5 de dezembro de 2010

Conchas

Naquele estranho primeiro dia o Sol estava encoberto, mas ainda assim de ponta a ponta a areia da praia emanava um calor úmido e levemente pegajoso.
Sentado ali há alguns minutos, a observar em silêncio o mar, notou que os olhos nada viam e os pensamentos também estavam ali mornos, volumosos, como as nuvens no céu. Entre os mais simples, talvez o mais baixo e menos cinzento, estava uma dúvida ordinária: por que não haviam conchas ali? Nem toda praia tinha conchas na areia, isto era certo, mas por quê?

Como de costume, levou o simples ao alto de uma torre abstrata, afirmando para si que naquela praia o mar não trazia surpresas, tesouros ou até mesmo coisas do passado. O mar dali era e sempre seria o mesmo, por mais que os céus mudassem ou pessoas com suas tralhas perdidas esquecessem algo, ele resistiria igual e presente, sem desejos divinos - teria acontecido ali alguma vez um naufrágio? - tal qual um cenário, um palco, onde é possível mudar a iluminação e outros detalhes, mas que ainda depende - e riu-se - da percepção dos passantes e dos atores.

Desenhou uma concha com o dedo. Mal terminara o desenho e começou outro, até que cinco ou nove conchas de diferentes tamanhos e formas estivessem desenhadas a um braço de distância.

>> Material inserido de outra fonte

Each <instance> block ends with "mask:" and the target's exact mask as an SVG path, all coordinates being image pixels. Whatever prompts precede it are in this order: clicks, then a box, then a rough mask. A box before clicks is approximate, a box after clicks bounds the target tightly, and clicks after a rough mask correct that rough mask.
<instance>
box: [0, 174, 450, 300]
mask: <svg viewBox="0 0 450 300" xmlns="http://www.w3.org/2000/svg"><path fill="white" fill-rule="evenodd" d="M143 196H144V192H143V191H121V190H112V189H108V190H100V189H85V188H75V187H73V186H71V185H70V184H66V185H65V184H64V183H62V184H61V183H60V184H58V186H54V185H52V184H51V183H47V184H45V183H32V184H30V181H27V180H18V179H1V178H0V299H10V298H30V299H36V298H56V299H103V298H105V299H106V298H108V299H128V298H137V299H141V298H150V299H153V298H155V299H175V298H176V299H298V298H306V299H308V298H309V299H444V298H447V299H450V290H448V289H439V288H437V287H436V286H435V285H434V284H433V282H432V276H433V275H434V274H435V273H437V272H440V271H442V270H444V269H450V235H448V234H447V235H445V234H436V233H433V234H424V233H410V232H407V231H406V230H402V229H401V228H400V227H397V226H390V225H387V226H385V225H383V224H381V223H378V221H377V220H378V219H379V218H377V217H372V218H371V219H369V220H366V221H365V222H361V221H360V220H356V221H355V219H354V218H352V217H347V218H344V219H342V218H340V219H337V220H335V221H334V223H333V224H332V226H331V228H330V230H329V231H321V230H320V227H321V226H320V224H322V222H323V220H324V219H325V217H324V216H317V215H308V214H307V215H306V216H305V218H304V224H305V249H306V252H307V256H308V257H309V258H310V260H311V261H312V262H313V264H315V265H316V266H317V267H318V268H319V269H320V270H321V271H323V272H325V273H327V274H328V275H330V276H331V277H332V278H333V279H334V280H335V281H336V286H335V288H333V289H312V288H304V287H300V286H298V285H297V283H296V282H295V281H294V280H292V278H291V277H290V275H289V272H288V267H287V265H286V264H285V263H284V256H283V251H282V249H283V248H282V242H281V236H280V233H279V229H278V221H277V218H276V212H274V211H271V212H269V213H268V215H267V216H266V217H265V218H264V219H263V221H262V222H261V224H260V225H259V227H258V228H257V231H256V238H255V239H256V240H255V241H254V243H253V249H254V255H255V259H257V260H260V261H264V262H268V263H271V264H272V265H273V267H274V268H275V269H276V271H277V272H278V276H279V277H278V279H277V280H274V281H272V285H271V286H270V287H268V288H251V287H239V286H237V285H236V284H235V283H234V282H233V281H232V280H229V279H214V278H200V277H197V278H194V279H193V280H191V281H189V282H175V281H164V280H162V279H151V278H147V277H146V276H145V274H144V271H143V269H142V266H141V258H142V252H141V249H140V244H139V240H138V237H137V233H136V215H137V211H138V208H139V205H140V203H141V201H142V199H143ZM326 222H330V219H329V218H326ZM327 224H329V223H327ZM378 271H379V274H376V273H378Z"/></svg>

- O que você está fazendo? - E ao invés de um susto, foi tomado por uma decepção infantil, portanto, verdadeira.
- Conchas. Não há conchas por aqui, então resolvi fazê-las. Na verdade, só eu poderia ter feito isso.
- Deus também e melhor que você.
- Duvido muito, já que eu estou aqui e eu mesmo as fiz. Se você quiser, inclusive, posso fazer outras. Deus, no entanto, não vai poder te atender como você supõe.
- Boa. Mas isso aí no chão não são conchas, são desenhos.
- Claro, e você é Magritte para me dizer isso. Se for assim, te digo também que isto aqui não é chão.
- Não chegaremos ao fim disso se continuarmos. Vai cair?
- Daqui a pouco.

Esperou por um momento, sabia que algo deveria ter acontecido, faltava um ato ou gesto, mas foi inútil fazer da presença alheia um lugar comum para seus desejos. Quase sempre era inútil. E voltando-se para o mar, sabia que toda e qualquer mudança depende daquilo ali, de fazer as coisas - como as conchas na areia - e havia feito o suficiente.

Quase dois anos depois, quando retornou àquela praia, sozinho, surpreendeu-se ao encontrar uma concha, branca e frisada, do tamanho de uma unha. Estava errado sobre... sobre o quê mesmo? E um único pensamento tornou-se denso e opaco; restava a dúvida.

Neste dia fazia Sol, mas havia uma única nuvem no céu, encobrindo um pedaço do azul.